“The anticipation is worse than the actual event”. This could be a mantra to my life. From blood tests to interviews, I am an exceptional worrier. I also know it is true for the smaller things in life. I write to do lists every day, and notice that some things stay on my list for weeks because I keep putting them off – too scared or overwhelmed by the mere idea of the task. And yet, thankfully, the anticipation is worse than the actual event. Usually once I start doing whatever it is, it takes less time and is less difficult than I had suspected.
This week I led Lunch and Learn – a fantastic Thursday lunchtime slot of Torah study – in Rabbi Rebecca’s place. I need to prepare for this rather more than she does! I give myself a few hours curled up with various Torah commentaries, and go through verse by verse noticing the interesting word choices, peculiar grammar, or odd structures and repetitions in the text, exploring the various explanations and commentaries that have been written about them.
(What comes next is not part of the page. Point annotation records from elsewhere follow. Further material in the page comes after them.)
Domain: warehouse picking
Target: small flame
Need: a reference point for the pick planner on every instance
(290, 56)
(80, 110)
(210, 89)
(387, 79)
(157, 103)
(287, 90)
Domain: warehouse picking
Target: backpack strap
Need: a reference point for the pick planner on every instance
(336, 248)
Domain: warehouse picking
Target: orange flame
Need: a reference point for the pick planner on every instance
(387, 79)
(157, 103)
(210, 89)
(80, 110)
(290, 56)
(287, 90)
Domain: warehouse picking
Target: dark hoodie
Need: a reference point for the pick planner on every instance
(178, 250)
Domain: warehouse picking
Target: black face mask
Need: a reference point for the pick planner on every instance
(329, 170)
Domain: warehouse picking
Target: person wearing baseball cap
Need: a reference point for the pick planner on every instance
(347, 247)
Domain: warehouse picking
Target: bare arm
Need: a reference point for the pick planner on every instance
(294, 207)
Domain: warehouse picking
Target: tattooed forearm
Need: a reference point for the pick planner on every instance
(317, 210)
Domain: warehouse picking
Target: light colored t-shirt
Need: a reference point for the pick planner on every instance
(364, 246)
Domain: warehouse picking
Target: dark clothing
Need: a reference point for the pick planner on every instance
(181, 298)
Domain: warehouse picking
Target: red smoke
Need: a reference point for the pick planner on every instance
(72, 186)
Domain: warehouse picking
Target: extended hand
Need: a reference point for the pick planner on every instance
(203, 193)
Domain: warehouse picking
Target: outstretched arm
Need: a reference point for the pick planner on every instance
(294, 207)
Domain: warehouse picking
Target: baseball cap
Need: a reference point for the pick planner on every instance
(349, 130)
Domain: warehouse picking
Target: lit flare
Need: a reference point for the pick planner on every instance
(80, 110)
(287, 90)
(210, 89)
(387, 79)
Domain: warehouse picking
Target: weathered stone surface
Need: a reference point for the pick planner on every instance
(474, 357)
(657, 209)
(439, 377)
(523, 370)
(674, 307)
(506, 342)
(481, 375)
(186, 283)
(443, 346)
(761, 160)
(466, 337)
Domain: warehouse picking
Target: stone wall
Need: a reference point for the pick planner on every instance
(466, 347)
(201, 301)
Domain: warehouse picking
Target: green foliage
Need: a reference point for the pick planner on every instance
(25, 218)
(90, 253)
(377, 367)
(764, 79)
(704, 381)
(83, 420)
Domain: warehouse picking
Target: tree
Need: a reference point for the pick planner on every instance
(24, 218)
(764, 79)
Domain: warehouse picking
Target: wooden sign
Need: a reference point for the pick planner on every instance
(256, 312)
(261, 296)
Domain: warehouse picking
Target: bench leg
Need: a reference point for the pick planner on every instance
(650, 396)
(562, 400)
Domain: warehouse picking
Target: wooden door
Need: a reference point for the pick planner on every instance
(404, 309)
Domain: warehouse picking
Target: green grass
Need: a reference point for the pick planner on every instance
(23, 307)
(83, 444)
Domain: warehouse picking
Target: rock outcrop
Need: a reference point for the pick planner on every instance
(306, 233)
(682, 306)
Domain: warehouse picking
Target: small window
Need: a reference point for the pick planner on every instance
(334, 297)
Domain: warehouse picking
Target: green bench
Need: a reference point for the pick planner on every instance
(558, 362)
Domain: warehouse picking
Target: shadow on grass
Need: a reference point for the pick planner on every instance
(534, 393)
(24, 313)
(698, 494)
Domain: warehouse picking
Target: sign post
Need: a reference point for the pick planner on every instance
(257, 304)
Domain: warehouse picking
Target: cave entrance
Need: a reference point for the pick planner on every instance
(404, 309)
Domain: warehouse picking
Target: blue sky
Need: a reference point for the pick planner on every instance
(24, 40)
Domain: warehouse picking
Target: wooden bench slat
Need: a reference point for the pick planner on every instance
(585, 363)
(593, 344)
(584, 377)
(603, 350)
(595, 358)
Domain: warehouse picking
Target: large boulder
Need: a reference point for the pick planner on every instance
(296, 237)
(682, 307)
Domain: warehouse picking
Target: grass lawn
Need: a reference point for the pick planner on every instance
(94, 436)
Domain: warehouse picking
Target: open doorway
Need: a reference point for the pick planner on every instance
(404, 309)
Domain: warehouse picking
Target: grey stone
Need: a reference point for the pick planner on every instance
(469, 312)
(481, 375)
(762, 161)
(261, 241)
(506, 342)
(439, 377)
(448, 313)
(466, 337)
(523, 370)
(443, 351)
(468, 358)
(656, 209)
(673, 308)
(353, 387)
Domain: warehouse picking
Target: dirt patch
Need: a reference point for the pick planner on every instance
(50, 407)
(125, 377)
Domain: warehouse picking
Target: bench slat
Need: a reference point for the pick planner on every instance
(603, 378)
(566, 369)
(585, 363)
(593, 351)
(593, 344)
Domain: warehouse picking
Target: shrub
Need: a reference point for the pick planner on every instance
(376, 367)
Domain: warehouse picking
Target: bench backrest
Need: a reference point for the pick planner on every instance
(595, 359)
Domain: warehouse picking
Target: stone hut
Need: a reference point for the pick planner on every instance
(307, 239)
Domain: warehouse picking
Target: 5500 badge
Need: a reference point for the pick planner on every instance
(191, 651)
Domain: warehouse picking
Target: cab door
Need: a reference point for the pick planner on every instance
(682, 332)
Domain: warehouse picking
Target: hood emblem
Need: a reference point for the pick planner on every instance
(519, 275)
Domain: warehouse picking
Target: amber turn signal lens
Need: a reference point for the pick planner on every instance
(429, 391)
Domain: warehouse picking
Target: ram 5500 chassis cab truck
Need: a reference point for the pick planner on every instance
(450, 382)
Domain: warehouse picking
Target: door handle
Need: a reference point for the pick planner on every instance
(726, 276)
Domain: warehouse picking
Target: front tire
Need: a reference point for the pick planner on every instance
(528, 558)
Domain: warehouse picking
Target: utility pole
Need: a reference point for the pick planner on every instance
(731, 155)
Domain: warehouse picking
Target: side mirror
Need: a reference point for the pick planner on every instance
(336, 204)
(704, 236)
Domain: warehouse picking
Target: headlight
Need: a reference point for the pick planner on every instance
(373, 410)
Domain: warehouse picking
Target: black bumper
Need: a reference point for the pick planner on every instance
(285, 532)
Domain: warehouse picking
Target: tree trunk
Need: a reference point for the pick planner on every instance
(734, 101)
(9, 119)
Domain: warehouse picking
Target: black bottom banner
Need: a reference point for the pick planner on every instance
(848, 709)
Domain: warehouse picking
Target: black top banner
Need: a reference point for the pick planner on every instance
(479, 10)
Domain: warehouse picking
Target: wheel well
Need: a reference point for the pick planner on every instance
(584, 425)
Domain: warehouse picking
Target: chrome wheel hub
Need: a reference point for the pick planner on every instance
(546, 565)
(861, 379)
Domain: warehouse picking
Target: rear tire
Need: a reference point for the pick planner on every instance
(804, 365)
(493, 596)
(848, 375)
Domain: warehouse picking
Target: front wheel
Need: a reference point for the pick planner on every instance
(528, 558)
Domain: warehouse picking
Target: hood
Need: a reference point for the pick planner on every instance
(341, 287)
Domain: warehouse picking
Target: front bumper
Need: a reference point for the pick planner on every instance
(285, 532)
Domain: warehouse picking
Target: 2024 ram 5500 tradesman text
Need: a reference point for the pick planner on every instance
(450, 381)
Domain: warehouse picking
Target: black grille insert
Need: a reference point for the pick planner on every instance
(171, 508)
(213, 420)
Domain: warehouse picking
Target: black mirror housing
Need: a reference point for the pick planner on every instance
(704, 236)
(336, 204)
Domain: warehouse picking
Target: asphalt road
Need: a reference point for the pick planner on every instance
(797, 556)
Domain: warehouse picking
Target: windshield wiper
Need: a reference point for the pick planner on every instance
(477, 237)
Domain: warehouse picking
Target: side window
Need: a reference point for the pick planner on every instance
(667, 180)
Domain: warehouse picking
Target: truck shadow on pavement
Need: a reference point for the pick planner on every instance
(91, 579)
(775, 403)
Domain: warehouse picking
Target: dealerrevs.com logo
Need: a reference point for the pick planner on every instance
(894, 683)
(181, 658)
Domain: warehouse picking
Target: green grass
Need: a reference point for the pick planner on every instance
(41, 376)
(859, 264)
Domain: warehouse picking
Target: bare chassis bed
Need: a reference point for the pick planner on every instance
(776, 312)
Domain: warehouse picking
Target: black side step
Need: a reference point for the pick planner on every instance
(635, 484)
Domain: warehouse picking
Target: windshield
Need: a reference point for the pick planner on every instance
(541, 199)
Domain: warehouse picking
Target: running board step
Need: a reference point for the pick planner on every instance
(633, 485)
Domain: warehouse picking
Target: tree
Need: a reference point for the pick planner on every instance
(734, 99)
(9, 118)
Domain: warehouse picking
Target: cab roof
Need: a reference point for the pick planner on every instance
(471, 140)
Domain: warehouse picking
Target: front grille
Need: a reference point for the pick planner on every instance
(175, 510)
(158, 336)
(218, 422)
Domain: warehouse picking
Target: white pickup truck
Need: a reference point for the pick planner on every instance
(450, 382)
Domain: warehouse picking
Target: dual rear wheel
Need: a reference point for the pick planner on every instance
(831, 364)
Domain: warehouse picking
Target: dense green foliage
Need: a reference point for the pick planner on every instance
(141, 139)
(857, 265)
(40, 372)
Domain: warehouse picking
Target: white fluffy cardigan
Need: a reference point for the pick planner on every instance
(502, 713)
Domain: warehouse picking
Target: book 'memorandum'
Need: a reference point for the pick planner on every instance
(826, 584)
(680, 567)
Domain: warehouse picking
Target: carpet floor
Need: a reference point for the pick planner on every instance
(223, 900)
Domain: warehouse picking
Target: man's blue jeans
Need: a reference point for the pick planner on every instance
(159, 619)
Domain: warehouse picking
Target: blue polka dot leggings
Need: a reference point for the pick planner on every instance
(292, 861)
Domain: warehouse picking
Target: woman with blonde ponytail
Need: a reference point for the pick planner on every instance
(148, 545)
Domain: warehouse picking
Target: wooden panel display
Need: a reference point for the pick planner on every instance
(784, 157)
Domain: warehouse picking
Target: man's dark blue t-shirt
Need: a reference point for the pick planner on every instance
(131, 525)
It feels…holy. A strange word, I grant you. It is all-consuming. I am a poor multitasker at the best of times, but this requires a wholly single-focused attention. If the phone rings the sound feels like it’s coming from a million miles away. I would describe it as meditative except it makes my brain work so incredibly hard. I find it exhausting and thrilling. But I put it off like mad.
It was on my to do list for the start of the week, and yet it was Thursday morning when eventually time pressure forced me into action. I know that once I start it I’ll enjoy it but I still cannot make myself do it. I don’t like the current idea that ‘we all have a shorter attention span nowadays’ – it feels like I’m doing us a disservice. And yet I wonder whether I do shy away from this incredibly intense experience because of the focus it requires, because of just how much I need to turn my back on Twitter, Facebook, text messages and notifications, and let myself sink in to the task.
It feels rebellious, somehow, to give something such undivided attention, particularly now as politics and news feel so all-present. And yet, offering ourselves that time to turn away is so calming, so reassuring. I hope you find a moment this week to give undivided attention to something or someone you love, at synagogue or at home.